小学校の頃から、家も近所で塾も同じ女子、弘田彩佳の様子が最近おかしいと。
成績はいつも学年トップを競い会う仲で、良きライバル、良き親友でもある弘田彩佳なのだが、最近、塾にも顔を出さず、学校も休みがちになっているという。
スマホでラインを送っても既読にすらならなくて、家に行っても、母親が具合が悪いと言って、最近部屋から出てこないのだと、困った様子を見せていた。

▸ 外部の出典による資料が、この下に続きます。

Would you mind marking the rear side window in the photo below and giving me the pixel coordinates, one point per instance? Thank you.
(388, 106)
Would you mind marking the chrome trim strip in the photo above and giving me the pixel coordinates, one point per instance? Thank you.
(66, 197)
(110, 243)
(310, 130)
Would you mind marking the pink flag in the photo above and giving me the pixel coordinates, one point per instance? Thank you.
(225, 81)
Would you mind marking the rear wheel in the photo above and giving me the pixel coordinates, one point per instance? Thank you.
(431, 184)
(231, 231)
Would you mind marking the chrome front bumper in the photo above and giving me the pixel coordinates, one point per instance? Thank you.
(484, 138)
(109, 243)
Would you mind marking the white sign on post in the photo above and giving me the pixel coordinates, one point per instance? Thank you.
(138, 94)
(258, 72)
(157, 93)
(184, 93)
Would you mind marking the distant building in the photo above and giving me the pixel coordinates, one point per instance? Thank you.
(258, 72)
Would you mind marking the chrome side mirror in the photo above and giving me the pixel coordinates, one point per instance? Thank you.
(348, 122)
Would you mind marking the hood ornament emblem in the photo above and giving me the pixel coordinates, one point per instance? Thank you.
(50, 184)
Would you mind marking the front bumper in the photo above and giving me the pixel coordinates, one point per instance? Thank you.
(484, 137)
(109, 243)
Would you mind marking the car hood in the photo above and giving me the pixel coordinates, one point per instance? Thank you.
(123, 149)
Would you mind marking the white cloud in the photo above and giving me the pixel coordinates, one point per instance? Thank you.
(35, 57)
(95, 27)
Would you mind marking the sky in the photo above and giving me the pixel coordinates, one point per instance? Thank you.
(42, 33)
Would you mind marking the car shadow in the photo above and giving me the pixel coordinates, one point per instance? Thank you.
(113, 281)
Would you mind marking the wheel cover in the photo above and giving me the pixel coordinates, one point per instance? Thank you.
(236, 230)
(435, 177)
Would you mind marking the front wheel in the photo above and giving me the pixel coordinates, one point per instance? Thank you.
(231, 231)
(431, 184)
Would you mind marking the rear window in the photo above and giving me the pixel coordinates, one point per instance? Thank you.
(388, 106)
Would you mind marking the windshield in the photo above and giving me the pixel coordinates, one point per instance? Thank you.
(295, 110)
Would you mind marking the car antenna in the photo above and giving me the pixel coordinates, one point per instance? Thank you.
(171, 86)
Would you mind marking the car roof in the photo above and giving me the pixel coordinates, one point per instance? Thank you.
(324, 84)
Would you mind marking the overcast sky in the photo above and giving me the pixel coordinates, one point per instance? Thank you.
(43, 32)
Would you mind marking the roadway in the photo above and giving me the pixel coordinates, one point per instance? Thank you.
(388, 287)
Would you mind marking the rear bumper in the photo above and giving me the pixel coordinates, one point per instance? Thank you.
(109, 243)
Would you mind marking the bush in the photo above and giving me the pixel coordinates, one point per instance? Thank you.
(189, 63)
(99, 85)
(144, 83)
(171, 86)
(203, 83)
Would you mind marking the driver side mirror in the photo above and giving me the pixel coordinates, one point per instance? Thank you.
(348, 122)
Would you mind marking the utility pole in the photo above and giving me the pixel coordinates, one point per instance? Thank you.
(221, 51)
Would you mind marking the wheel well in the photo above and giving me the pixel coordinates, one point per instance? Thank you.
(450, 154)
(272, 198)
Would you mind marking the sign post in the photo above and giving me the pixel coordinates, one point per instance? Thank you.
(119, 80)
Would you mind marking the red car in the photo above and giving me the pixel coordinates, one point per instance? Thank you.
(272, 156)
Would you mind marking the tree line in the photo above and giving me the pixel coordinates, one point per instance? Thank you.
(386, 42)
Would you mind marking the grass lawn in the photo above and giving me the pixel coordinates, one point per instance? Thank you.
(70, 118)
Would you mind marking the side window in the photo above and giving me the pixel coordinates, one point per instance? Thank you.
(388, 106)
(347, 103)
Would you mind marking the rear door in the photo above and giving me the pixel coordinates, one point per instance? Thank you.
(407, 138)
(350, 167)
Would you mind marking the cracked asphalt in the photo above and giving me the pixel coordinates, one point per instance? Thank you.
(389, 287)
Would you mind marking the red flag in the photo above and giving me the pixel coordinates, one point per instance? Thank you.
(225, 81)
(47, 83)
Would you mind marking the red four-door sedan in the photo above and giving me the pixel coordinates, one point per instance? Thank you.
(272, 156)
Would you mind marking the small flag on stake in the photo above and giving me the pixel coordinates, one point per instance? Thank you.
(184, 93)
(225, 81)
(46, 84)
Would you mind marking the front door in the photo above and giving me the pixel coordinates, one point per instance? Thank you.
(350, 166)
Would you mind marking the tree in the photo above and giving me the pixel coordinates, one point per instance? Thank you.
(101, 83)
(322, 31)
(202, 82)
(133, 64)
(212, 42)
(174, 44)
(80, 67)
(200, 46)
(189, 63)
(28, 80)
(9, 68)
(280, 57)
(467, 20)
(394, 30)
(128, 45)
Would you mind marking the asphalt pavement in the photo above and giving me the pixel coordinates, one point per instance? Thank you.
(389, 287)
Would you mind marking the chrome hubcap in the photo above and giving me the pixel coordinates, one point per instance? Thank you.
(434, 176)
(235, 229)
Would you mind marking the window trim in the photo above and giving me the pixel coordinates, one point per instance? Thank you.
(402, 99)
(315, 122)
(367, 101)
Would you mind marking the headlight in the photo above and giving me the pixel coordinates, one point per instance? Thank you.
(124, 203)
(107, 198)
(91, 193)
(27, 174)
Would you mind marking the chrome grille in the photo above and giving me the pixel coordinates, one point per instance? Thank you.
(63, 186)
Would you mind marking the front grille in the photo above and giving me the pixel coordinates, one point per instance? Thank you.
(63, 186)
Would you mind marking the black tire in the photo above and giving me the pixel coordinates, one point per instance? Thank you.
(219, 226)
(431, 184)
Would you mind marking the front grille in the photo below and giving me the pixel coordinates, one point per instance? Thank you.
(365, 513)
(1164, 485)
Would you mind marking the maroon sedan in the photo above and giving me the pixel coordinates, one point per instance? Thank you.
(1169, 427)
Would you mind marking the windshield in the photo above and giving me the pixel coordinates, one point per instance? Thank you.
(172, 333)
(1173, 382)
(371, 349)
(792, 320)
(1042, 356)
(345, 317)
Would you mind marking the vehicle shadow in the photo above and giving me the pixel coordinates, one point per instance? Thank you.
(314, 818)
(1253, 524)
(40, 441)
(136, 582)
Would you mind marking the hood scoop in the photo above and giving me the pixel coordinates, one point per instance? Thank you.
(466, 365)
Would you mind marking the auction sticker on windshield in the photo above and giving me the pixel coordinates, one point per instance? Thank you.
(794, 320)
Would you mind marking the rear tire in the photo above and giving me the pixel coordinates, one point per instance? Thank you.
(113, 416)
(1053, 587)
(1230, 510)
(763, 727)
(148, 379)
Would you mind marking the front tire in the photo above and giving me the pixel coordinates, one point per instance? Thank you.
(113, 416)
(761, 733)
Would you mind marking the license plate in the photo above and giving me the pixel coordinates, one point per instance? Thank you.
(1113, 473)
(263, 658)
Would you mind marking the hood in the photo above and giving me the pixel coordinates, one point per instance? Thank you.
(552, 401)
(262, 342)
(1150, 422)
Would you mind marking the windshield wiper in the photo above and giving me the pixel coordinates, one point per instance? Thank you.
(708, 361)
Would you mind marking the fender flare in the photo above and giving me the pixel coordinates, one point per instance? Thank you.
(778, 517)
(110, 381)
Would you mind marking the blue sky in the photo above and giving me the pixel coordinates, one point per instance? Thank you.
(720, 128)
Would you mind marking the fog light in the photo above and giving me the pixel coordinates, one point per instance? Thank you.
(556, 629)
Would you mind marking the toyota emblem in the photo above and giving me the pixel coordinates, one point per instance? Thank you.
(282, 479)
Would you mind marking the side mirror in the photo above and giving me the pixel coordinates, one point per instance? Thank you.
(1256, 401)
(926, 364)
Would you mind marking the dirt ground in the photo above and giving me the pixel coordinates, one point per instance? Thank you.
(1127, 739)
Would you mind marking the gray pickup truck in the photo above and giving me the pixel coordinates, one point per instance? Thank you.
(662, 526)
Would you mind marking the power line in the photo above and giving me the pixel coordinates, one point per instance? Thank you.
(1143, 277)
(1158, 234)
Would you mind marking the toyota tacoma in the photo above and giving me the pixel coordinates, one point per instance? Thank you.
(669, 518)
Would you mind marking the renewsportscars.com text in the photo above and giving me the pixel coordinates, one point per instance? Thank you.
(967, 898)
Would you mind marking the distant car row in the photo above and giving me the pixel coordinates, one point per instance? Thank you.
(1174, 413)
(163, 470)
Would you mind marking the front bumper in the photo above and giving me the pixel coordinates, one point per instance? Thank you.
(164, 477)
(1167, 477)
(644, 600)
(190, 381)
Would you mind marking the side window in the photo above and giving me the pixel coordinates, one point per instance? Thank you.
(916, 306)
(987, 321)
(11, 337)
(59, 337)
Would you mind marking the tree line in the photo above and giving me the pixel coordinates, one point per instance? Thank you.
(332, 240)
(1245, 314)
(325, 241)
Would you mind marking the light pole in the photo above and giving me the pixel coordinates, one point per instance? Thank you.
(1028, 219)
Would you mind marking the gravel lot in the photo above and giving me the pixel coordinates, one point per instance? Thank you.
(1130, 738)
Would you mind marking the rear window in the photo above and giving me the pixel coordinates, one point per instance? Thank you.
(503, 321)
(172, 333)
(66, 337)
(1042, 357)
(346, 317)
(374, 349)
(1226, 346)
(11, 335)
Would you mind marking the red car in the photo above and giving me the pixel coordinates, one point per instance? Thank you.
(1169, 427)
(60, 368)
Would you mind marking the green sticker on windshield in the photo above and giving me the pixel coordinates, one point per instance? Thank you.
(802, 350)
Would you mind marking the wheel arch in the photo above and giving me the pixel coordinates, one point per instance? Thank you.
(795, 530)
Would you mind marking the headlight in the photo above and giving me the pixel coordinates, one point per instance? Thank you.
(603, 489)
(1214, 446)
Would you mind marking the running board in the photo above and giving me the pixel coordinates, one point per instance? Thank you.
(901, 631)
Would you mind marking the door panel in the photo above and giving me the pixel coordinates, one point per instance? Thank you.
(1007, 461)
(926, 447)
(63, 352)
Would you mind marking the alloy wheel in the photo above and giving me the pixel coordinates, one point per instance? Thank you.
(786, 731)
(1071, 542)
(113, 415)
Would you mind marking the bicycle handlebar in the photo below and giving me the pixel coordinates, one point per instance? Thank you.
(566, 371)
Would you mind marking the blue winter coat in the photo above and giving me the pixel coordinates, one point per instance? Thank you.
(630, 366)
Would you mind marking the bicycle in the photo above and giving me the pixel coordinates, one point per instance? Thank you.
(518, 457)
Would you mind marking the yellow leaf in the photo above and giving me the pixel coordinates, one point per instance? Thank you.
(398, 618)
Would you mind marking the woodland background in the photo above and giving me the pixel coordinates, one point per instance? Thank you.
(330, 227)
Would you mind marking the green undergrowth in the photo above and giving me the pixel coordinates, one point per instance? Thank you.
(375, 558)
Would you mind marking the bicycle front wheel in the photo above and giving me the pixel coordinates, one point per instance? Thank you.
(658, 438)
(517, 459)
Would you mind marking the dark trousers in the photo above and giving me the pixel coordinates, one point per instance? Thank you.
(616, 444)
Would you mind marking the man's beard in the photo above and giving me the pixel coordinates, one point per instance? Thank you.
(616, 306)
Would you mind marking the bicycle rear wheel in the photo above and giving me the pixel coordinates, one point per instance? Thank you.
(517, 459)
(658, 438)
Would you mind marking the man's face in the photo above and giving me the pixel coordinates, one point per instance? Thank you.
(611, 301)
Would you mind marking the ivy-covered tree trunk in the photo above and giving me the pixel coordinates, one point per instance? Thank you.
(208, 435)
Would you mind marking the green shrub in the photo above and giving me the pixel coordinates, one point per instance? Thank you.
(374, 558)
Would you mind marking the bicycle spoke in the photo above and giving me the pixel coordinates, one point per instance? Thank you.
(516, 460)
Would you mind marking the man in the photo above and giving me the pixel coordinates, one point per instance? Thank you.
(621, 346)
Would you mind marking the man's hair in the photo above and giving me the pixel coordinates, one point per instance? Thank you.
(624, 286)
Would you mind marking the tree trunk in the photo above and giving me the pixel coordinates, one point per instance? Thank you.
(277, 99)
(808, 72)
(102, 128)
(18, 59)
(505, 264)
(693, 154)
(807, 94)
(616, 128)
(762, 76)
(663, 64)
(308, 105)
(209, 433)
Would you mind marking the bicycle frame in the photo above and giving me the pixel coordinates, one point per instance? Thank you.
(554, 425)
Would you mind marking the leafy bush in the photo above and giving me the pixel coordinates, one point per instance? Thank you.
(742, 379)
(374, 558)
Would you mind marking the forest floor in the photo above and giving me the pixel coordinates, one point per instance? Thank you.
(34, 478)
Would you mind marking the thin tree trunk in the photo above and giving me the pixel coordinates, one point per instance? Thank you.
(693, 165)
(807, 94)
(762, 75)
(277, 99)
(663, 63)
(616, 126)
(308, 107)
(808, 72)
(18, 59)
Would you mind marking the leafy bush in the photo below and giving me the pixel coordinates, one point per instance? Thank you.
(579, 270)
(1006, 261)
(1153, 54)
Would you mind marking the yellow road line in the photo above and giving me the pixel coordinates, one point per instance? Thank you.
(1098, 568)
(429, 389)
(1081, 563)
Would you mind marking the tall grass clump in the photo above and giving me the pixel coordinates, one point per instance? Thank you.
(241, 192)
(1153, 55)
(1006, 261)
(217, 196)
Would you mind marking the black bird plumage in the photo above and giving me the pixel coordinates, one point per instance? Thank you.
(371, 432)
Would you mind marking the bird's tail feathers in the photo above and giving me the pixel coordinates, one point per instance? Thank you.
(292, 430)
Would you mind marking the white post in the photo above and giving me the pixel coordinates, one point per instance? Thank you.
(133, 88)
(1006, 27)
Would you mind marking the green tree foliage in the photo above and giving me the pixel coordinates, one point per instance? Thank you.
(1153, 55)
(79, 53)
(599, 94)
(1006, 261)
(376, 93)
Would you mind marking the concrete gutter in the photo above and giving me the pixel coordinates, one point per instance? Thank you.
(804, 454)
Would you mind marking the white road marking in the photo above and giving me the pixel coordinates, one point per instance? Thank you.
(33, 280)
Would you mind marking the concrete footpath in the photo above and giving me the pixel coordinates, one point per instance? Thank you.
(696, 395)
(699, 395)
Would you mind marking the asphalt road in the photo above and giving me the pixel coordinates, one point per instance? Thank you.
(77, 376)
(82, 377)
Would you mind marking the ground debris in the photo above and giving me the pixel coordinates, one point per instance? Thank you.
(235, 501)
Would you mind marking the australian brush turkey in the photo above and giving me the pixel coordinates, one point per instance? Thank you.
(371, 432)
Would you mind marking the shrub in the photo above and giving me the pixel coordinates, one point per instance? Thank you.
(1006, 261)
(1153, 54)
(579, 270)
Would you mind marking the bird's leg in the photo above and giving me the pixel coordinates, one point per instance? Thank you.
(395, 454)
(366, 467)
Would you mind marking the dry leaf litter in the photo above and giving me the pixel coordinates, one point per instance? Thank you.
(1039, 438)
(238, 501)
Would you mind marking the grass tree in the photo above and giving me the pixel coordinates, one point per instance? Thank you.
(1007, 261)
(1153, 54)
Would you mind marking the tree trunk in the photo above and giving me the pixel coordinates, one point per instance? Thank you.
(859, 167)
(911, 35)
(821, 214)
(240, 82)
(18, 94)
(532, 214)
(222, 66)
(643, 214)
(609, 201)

戸田が話し終わった所で、真希とカレンも教室から出てきた。
「メガネちゃん達と何やってんの明日香?」
「どんだけトイレ長いの?とか思ってたら、戸田さん?」
「うんそう。なんか戸田ちゃんのクラスの子が、学校来なくなったんだって」
「へえ…て言うか、何あんた。探偵でも始めたの?(笑)」
「で、どうしろと言うのかしら?」
「あ、はい。それで僕の方も調べていたら、これを見てもらって良いですか、お三方」
茂が見せたスマホの写真には、チンピラ風の男性に、黒塗りのクルマに乗せられようとしている、弘田彩佳が写っていた。
その写真を見た三人は、思わず目を見開き、三人同時に声を出した。
「こ、こいつ!?」
そう。その写真に写る弘田彩佳をエスコートする男性は、あの畑中だった。
戸田友梨香からされたこの相談事が、後に公安や24区を巻き込む事件に発展していき、明日香の運命を大きく動かすことになるとは、この時誰も思っても見なかった。